Atlas, Susan J.
ARTICLE IN BRIEF
Total N-acetyl aspartate (tNAA) was significantly decreased — 15 percent lower (p<0.001) — and myo-inositol was 50 percent higher in patients with early Huntington disease compared with healthy controls.
Putaminal measures of two brain metabolites — total N-acetyl aspartate (tNAA) and myoinositol (MI) — could be useful for tracking the onset and progression of Huntington disease, according to a study in the Nov. 9 Neurology.
Study authors Aaron Sturrock, MRCP, and Cornelia Laule, PhD, research fellows from the University of British Columbia in Vancouver, Canada, used magnetic resonance spectroscopy (MRS) to measure tNAA and MI and other metabolites in people who had the mutant HTT gene for HD including 25 who had no clinical signs of the disease (pre-HD) and 29 who had mild deficits. They compared results with 30 healthy controls, consisting of spouses of HD patients who had no family history of the disease and family members who had a negative HD gene test.
Among findings, tNAA was significantly decreased — 15 percent lower (p<0.001) — and myo-inositol was 50 percent higher in patients with early HD compared with healthy controls. “NAA is a marker of neuronal viability and integrity, so decreased levels are a sign of neuronal dysfunction [and axonal pathology]. The increase in MI probably represents elevated glial cell numbers or activation (astrogliosis), which often accompanies CNS neuronal damage,” explained the study authors via e-mail.
Several independent investigators found the report promising but said the differences were small and more longitudinal data from this cohort and other groups are needed to confirm these findings. What's more, several experts commented that more data are needed to understand whether metabolite changes are part of the underlying disease process or occur secondarily to the disease process.
Commenting on the paper in a telephone interview, Jane Paulsen, PhD, professor of neurology, psychiatry, psychology, and neuroscience at the University of Iowa, said: “I think it was an excellent study.”
Dr. Paulsen, an HD researcher who was not involved in this study, added: “Functional imaging is so compelling because you may be able to detect disease in a brain that is still working — perhaps not as well, but still functioning. Intervention may be more hopeful if we can treat before the structural changes show up as atrophy, suggesting death of neurons and less brain to treat.”
Although she praised the study, Dr. Paulsen was a bit surprised at the results. She said that she would have expected to see biomarker differences between the pre-HD and control groups that were closer to what they see with structural imaging. For example, in structural studies done by her group, the striatum shows a 31 percent decrease in volume in pre-HD compared with controls. In contrast, Dr. Sturrock and colleagues found only an 8 percent decrease in NAA in pre-HD compared with controls; differences in total NAA were even smaller.
Dr. Paulsen added, “I thought their findings would be more robust, but we need to see the longitudinal data to tell how much these markers change over time. That will give us the best indicator of whether this is a marker of disease progression.”
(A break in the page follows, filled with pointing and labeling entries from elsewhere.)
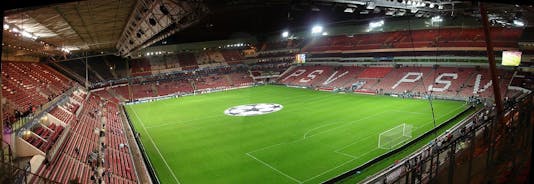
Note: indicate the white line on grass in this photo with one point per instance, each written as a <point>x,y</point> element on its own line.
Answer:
<point>342,164</point>
<point>280,172</point>
<point>151,140</point>
<point>408,112</point>
<point>184,122</point>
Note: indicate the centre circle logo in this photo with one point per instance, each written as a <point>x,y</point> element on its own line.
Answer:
<point>253,109</point>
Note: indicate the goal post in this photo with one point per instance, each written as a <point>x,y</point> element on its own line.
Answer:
<point>395,136</point>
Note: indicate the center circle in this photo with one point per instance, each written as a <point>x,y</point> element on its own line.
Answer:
<point>253,109</point>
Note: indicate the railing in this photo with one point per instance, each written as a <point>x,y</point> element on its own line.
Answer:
<point>10,173</point>
<point>150,168</point>
<point>394,151</point>
<point>474,149</point>
<point>7,154</point>
<point>33,119</point>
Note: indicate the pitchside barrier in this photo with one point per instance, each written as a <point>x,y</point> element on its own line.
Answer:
<point>148,164</point>
<point>506,145</point>
<point>394,151</point>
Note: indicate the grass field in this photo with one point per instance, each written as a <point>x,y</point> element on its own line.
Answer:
<point>316,136</point>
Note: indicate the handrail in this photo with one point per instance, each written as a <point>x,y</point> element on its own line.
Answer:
<point>45,109</point>
<point>392,152</point>
<point>148,164</point>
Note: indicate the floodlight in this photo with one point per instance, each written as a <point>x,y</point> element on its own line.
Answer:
<point>348,10</point>
<point>26,34</point>
<point>376,24</point>
<point>519,23</point>
<point>317,29</point>
<point>436,19</point>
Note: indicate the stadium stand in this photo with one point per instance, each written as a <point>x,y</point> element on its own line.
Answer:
<point>447,38</point>
<point>27,86</point>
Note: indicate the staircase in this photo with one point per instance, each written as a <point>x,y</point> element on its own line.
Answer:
<point>71,73</point>
<point>229,79</point>
<point>113,73</point>
<point>96,73</point>
<point>121,98</point>
<point>154,90</point>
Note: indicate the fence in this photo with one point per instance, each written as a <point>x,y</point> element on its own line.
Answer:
<point>476,151</point>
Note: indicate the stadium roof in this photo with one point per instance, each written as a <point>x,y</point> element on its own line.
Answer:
<point>125,26</point>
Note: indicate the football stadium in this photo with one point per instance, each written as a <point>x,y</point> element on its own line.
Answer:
<point>273,91</point>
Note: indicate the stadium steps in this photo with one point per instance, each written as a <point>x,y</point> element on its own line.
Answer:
<point>471,76</point>
<point>69,72</point>
<point>193,85</point>
<point>154,89</point>
<point>113,73</point>
<point>229,79</point>
<point>96,73</point>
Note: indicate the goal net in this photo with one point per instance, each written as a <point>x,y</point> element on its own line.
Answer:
<point>395,136</point>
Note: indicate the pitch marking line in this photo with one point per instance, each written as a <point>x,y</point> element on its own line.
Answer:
<point>153,143</point>
<point>342,164</point>
<point>336,151</point>
<point>274,169</point>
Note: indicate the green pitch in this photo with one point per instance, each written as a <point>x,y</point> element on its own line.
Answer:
<point>316,136</point>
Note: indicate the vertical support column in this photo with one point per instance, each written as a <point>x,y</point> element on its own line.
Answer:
<point>471,152</point>
<point>86,71</point>
<point>1,96</point>
<point>492,65</point>
<point>452,162</point>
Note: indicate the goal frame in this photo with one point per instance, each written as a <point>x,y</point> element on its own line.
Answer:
<point>404,134</point>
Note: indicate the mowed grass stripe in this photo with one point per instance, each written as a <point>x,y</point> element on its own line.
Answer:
<point>303,140</point>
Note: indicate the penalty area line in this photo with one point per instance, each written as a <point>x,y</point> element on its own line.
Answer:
<point>154,144</point>
<point>273,168</point>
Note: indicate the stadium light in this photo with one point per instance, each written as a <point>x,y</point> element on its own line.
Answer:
<point>317,29</point>
<point>436,19</point>
<point>519,23</point>
<point>376,24</point>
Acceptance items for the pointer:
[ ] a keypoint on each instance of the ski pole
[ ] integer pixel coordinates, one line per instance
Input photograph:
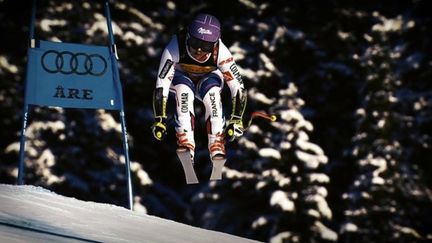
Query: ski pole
(254, 114)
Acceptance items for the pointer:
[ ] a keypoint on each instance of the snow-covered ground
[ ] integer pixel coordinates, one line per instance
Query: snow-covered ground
(34, 214)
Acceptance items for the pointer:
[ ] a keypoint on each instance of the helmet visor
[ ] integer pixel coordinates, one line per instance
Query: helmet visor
(196, 44)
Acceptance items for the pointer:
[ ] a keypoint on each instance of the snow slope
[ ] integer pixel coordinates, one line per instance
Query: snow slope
(34, 214)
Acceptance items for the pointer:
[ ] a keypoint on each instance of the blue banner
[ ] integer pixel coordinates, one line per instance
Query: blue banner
(73, 76)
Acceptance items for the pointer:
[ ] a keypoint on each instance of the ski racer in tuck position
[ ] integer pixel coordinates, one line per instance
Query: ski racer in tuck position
(196, 64)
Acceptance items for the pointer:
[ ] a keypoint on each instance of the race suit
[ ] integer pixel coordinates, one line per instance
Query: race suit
(188, 78)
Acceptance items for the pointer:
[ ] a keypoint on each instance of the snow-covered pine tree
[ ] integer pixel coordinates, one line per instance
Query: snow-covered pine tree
(388, 196)
(274, 187)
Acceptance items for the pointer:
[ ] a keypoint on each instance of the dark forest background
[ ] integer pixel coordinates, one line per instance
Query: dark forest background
(348, 159)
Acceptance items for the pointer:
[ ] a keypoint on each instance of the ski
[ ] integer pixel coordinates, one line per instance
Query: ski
(187, 164)
(217, 166)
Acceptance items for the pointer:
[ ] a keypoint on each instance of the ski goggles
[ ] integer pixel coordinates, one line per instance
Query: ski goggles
(196, 44)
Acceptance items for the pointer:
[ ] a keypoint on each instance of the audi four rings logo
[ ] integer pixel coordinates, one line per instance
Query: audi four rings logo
(80, 63)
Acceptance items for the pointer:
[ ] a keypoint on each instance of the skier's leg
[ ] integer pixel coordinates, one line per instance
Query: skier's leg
(185, 116)
(210, 91)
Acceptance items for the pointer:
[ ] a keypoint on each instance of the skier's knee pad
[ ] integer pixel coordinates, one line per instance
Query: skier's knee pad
(212, 80)
(184, 107)
(213, 111)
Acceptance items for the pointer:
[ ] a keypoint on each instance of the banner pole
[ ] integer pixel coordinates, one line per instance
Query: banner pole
(31, 43)
(122, 113)
(21, 167)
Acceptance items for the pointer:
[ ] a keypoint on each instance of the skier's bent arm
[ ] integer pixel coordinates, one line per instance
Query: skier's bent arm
(234, 81)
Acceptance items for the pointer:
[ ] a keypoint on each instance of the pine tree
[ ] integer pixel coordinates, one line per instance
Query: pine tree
(388, 195)
(277, 192)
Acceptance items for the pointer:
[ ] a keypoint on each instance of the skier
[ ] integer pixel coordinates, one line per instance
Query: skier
(196, 63)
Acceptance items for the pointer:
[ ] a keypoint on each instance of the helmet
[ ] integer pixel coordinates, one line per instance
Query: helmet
(205, 27)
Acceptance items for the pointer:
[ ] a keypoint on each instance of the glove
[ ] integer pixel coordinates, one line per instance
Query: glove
(234, 130)
(159, 130)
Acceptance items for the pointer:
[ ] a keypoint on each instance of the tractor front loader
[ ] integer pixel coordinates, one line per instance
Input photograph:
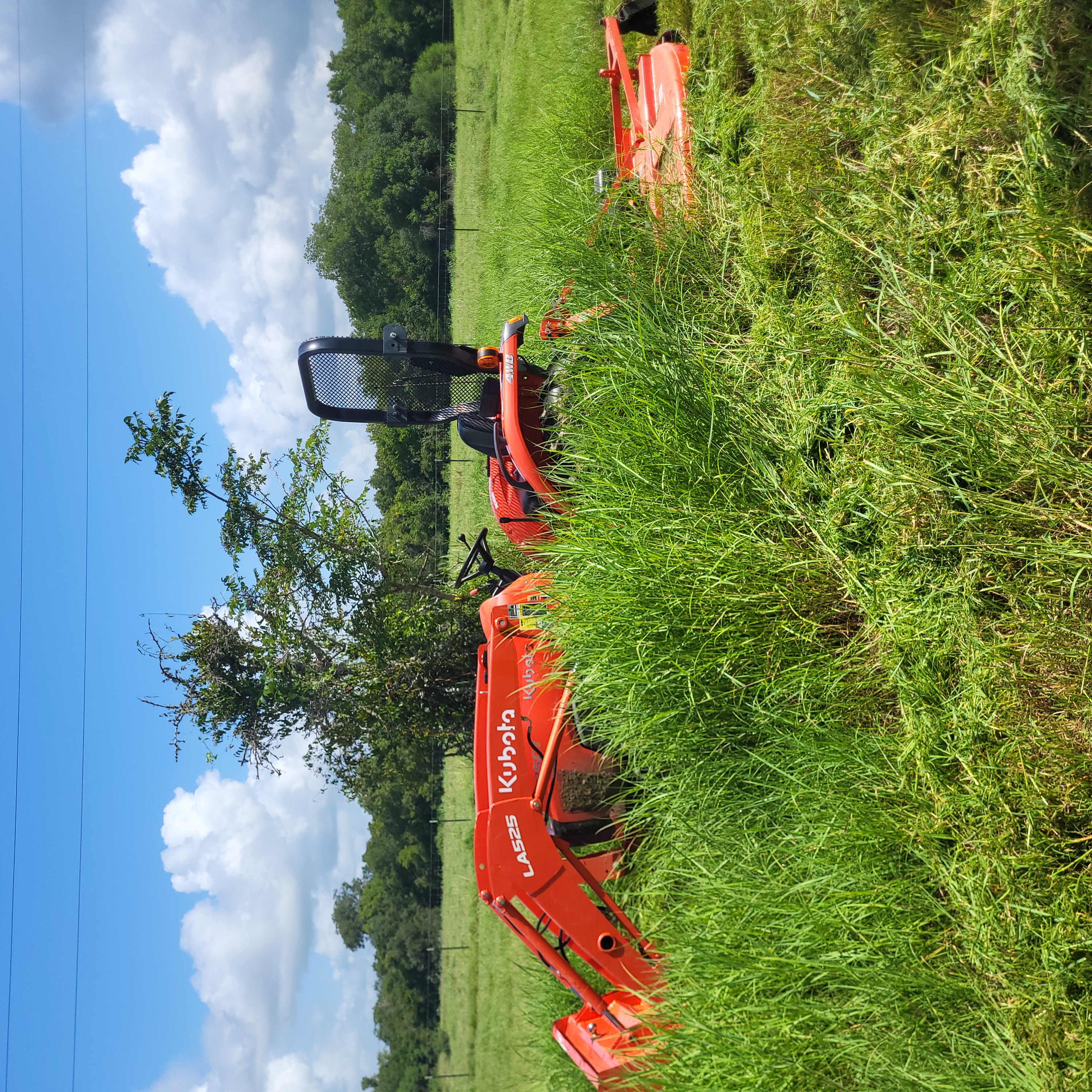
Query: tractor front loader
(547, 836)
(541, 794)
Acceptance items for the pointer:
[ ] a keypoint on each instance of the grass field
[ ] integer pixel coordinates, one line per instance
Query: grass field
(827, 575)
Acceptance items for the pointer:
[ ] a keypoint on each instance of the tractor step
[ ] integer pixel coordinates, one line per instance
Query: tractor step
(595, 1043)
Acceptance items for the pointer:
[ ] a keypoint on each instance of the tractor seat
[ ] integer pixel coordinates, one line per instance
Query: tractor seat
(476, 432)
(476, 428)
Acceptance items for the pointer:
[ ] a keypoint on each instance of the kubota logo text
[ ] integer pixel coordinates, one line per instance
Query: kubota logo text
(506, 760)
(521, 853)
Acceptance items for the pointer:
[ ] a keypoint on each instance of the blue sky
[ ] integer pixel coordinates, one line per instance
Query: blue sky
(96, 319)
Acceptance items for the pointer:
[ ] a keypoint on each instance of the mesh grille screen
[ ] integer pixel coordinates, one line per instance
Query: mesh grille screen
(351, 381)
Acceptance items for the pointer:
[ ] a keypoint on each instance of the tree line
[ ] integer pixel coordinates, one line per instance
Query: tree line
(381, 233)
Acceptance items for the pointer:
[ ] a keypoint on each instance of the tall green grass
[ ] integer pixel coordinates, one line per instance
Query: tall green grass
(827, 570)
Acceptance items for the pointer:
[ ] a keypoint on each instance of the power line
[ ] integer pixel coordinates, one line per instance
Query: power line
(22, 494)
(86, 533)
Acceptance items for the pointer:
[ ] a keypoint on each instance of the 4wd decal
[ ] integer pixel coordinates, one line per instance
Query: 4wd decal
(526, 615)
(506, 776)
(521, 853)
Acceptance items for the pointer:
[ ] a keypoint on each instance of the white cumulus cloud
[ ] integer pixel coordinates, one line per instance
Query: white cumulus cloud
(290, 1007)
(237, 96)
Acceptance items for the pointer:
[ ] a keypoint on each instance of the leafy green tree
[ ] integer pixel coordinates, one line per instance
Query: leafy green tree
(335, 634)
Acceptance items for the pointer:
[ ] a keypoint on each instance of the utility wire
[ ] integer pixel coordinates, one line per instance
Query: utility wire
(86, 533)
(22, 492)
One of the downsides of functional imaging is making the methodology transparent and replicable, Dr. Paulsen said. “This group has the competence and knowledge about Huntington disease, so if they can get a handle on the error variance from year to year and capture the changes, they will be making a huge contribution to our understanding of MRS as a biomarker.”
In a joint telephone interview, Elizabeth Aylward, PhD, associate director of the Center for Integrative Brain Research at the Seattle Children's Research Institute, and Kevin E. Conley, PhD, professor of radiology at the University of Washington in Seattle, expressed their enthusiasm for this report. Neither commentator was involved in the study.
Dr. Conley said: “I think that they are on the right track. It is important to identify the markers that are changing with Huntington disease.” But, he added, it is important to know how these changes are related to fundamental aspects of the disease, such as accumulation of the huntingtin protein or cell loss with putamen volume decrease.
“Do the changes in these metabolites give an idea of the underlying disease processes, or are they just something that happens secondarily?” he asked. These are questions for future investigation, not something that should have been answered in this study.
Dr. Aylward emphasized: “A good biomarker is relatively stable in normal subjects, but changes relatively quickly and consistently across diseased subjects, which can only be confirmed through longitudinal studies.” The study data correlating total NAA concentration with disease burden score over combined pre-HD and early HD groups suggest this is true, but longitudinal data will have to confirm it, she said.
She added that structural changes appear 10 to 15 years before onset of HD motor symptoms. It is possible that MRS measures will reverse with effective treatment, while the structural changes will not. “If you could reverse this process, would you expect to see delayed onset of the symptoms or a slower progression of disease? Presumably you would, but there is no way that we can know that until we find an effective treatment.”